For one moment I really scared. Then I remember my UK visa. Quickly I find page where I have my student visa stamp from UK Embassy. I am so clever.

The man looks at the visa one second only and says, “We are not part of the British Empire either.”

He throws my passport on the table again.

I stare at that officer and don’t know what to do. Will they send me back to the UK? Or will they send me back to China, straight away? I don’t have return ticket. If now they send me back, will I need to pay the air tickets? Or will they pay the fee?

I am standing in the corner of the Customs, all the passengers passed by, and new passengers from some other strange countries all left too. I am remained alone. After a while, I see the officer gives my passport to a new officer, then he leaves. This new officer is a very kind man, probably he is from less-west-country. He lets me fill a form, then he checks through the form. And then he lets me stand in front of the camera. I never notice there is a camera underneath the glass box of the customs! I stand there and try to smile and being innocent. The nice man says OK, and he stamps on my passport.

“What is that stamp?” I am so worried that he stamps something terrible, terrible for my future.

“It means next time, if you come to Ireland without a visa, you will be illegal.” He gives me back the passport with a black stamp allowing me short-period stay provided no working.

“Do you understand?” the officer asks.

“Yes. Yes. Thanks you.”

I hold the passport like holding rest of my life.

Walking around Dublin I lost myself again. I am wandering in a park-St. Stephen’s Green. There is a lake in the park, and some swans live there. There are also some weird birds with green neck swimming on the water. The rain arrives, it is like rain curtain. It rains intensely. Nobody, no any plants, no any single leafs, can avoid the madness of the rain. I run out of the park. By the park, there is a hotel called The Shel-bourne Hotel. I walk in.

The hotel is unbelievabal. Somebody plays piano in the lobby. There is a fireplace, or no, two in the ground lobby. The fire is burning. I stare at the fire. I love watching fire, better than TV-the way it changes the shape all the time. The burning things inside are not like coal, or charcoal, or wood. It is a kind of black, long square piece of bar. I never see that before. I sit down on the old-soft-posh-arm-chaired sofa and feel the fire sucks my wetness from the rain.

“Excuse me, do you know what is this stuff burning in the fire?” I ask an old gentleman on next sofa. He is in black bowler hat and dark coat, with his tall black umbrella. He is like from Sherlock Holmes story, an old detective.

“I beg your pardon?” the old man says.

“You know this stuff, the stuff is burning, what do you call that?” I point to the fireplace.

“Ah, those are briquettes , my dear,” the old man answers proudly.

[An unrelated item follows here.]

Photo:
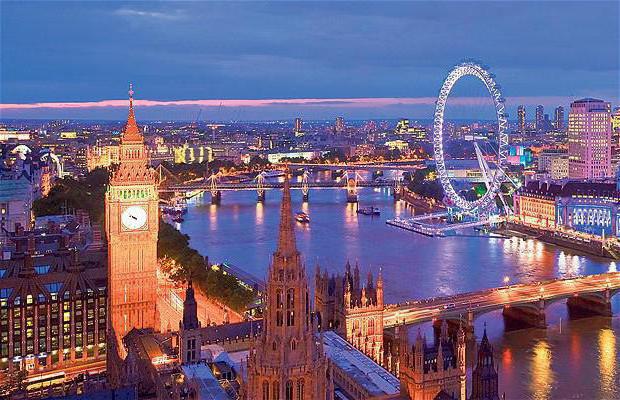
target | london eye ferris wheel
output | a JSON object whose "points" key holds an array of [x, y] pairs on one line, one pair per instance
{"points": [[492, 179]]}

“Briquettes?” Why it sounds like a French bread?

“We also call it peat, my dear,” the old man adds, “or turf.”

The old man look at my deeply confused face. He gets up to perform for me, to help me to understand: “In the old times we in Ireland used spades to cut the turf. Then we’d dry it.” He is doing the gesture of digging and chopping.

The old man has very strong accent, and my English listening comprehension becomes hopeless.

“Turf” or “Tofu”? I don’t understand this word. Why they don’t simply call it “black burning stuffs”?

A young handsome waiter comes with a menu.

“Would you like to order something?” the waiter asks politely.